The Santa Monica-Malibu Unified School District can tout the talents, accomplishments and college placements of its most successful students.

But, as Pedro Noguera is quick to point out, the district’s mission goes beyond that.

“The real challenge for a school system is, ‘How good are we with those who need us more?'” Noguera said.

It’s a challenge the district has asked Noguera to address. The educator and sociologist has been hired to help SMMUSD officials close the longstanding achievement gap that exists between African American and Hispanic students and their peers at local campuses.

Noguera’s initial contract, which is for up to $110,000, starts this month and goes through the end of 2015, according to a district report.

The well-spoken, charismatic scholar delivered the keynote speech at the district’s convocation Tuesday morning at Barnum Hall on the campus of Santa Monica High School, and he’ll be hosting follow-up workshops with district administrators and Board of Education members in the coming months.

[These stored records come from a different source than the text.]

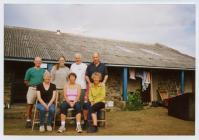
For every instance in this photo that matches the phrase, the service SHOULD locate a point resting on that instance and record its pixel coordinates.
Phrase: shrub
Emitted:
(134, 101)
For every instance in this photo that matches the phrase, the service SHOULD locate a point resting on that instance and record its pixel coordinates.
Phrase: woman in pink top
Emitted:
(71, 100)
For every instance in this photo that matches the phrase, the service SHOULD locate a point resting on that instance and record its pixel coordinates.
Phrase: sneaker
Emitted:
(49, 128)
(92, 129)
(85, 125)
(41, 128)
(61, 129)
(79, 129)
(28, 124)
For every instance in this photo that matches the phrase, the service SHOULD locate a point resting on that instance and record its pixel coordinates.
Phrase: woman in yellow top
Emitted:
(96, 98)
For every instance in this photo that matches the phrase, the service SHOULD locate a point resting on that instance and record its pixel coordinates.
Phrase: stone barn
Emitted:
(131, 66)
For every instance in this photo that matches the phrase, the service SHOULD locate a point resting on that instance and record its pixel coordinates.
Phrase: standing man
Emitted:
(33, 77)
(79, 69)
(95, 66)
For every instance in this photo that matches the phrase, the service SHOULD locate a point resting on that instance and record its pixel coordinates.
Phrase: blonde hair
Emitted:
(46, 74)
(57, 65)
(96, 74)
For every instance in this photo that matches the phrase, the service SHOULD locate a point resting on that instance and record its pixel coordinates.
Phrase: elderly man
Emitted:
(33, 77)
(79, 69)
(95, 66)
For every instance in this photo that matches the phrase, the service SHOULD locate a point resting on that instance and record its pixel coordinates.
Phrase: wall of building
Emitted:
(113, 86)
(170, 81)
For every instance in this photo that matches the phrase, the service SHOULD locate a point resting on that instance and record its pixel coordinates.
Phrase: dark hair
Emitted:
(72, 74)
(57, 65)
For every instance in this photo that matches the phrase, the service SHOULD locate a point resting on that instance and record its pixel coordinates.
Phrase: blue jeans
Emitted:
(93, 109)
(65, 106)
(42, 113)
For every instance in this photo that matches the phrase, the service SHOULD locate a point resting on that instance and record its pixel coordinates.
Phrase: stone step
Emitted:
(16, 111)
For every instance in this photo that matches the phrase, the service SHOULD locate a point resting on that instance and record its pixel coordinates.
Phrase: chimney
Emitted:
(58, 32)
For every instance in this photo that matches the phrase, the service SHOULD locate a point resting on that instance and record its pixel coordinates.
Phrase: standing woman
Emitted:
(59, 73)
(97, 99)
(72, 93)
(46, 94)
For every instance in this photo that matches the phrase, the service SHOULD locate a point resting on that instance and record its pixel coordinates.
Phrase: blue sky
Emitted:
(169, 24)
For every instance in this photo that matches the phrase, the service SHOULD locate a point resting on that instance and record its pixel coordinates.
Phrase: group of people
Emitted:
(80, 87)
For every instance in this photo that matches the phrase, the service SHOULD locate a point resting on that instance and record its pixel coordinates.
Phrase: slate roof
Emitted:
(25, 44)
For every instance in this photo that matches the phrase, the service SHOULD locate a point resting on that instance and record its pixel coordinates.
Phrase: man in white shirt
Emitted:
(79, 69)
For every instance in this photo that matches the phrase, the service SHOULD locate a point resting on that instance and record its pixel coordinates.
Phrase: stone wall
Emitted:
(114, 87)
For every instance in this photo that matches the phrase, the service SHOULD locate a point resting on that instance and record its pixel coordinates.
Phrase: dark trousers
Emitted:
(94, 108)
(65, 106)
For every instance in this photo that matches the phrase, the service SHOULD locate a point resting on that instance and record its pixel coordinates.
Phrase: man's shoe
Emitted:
(49, 128)
(92, 129)
(85, 126)
(41, 128)
(61, 129)
(79, 129)
(28, 124)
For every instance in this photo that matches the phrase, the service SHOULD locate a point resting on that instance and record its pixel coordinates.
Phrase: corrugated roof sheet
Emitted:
(28, 43)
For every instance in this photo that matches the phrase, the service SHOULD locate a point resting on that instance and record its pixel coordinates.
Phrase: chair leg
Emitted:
(33, 122)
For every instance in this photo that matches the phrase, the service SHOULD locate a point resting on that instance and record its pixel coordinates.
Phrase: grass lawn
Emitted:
(151, 121)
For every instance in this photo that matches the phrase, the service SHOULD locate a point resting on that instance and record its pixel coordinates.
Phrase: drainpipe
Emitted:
(182, 81)
(125, 84)
(49, 67)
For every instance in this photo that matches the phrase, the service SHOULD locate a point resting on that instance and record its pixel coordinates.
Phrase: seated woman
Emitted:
(71, 100)
(97, 100)
(46, 94)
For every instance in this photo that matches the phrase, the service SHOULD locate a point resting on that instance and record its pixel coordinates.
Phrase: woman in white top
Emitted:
(79, 69)
(59, 73)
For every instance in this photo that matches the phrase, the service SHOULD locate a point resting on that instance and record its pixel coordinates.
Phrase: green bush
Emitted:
(134, 101)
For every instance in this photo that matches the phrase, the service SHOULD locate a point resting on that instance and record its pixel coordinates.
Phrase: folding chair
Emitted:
(101, 116)
(36, 114)
(71, 114)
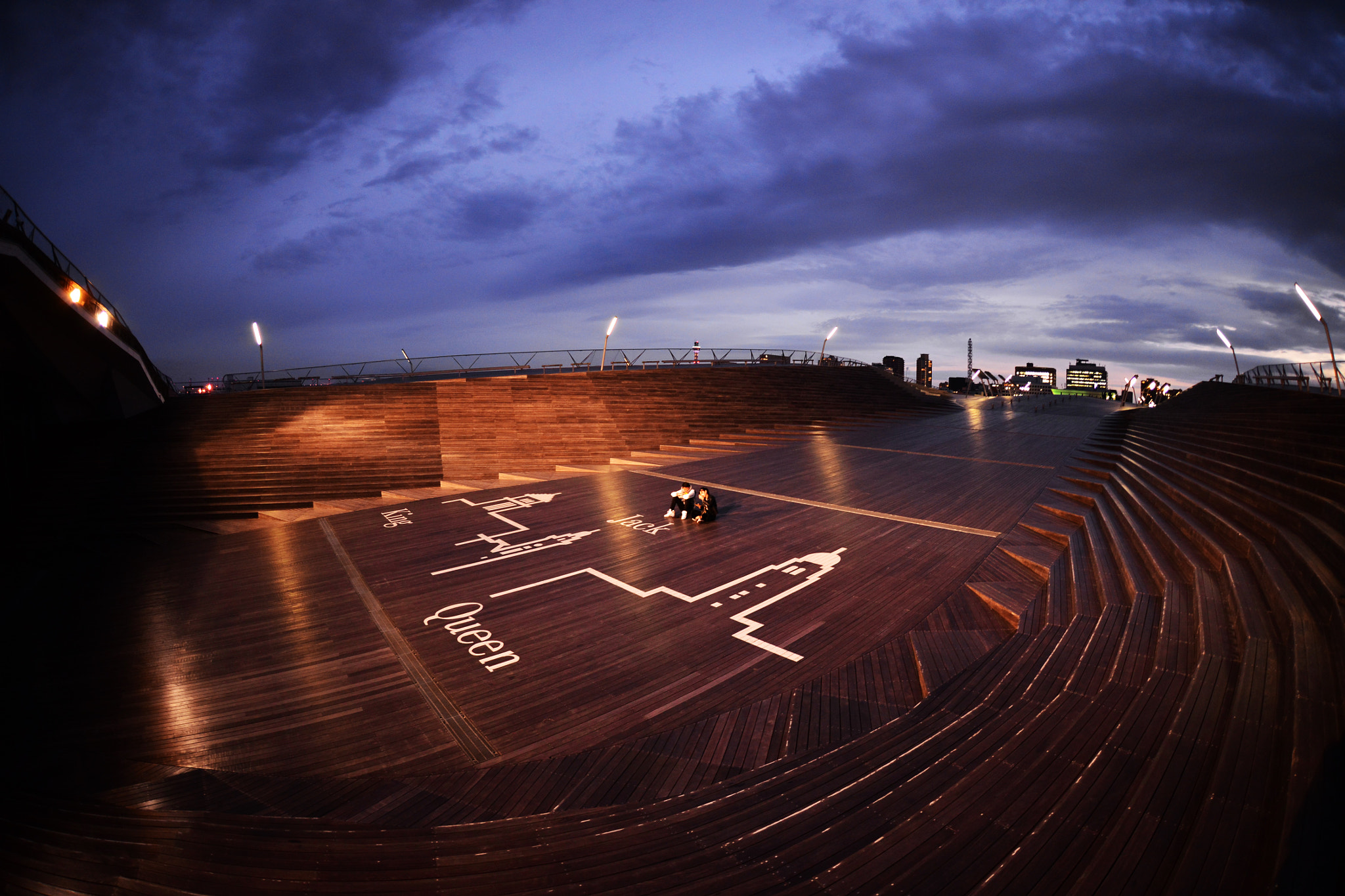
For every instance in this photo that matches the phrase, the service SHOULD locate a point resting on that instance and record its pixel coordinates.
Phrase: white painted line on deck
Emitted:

The hiring of Noguera is among several actions being taken by the district as it seeks to improve race relations.

The district is also planning to train Samohi staff on restorative justice and community building with the help of the California Conference for Equality and Justice.

The Long Beach-based human relations group will receive up to $80,000 to address issues of bias, bigotry and racism in education. The contract goes through the end of the 2015-2016 school year.

Noguera, who was recently appointed to join UCLA’s education faculty after a stint at New York University, has worked with schools and districts across the country in advisory roles.

He said teacher collaboration, professional development, strong community ties and student-centered learning are among the keys to improving schools.

“We know … that education should be the strategy, the institution we rely on to create a more equitable and just society,” he said. “But we also know it can’t just do it by itself. It takes a deliberate focus to make it happen.”

During a speech that was received with loud applause, Noguera offered a broad outline of methods for reducing the achievement gaps in SMMUSD schools.

Parental engagement, he said, is crucial. He said staff must be trained to communicate with parents across racial and socioeconomic lines and that there should be events to promote parental interaction. He added that the district should provide guidance for parents on how they can support their children.

At the student level, Noguera said, block scheduling, peer study groups, literacy assistance, extracurricular activities and community partnerships have proven to be beneficial. He added that boosting student performance requires a holistic philosophy and a different approach to discipline.

“We can’t just focus on what happens in the classroom,” he said. “It’s absolutely important, but it’s also important what’s happening outside in the community, especially for kids with more disadvantaged circumstances.”

Noguera noted, for example, that students who don’t have computer access at home or children whose parents work late in the evenings tend to struggle with homework assignments.

“Do we punish kids for what they don’t have?” he said. “Or do we try, and this is where it gets hard, to level the playing field?”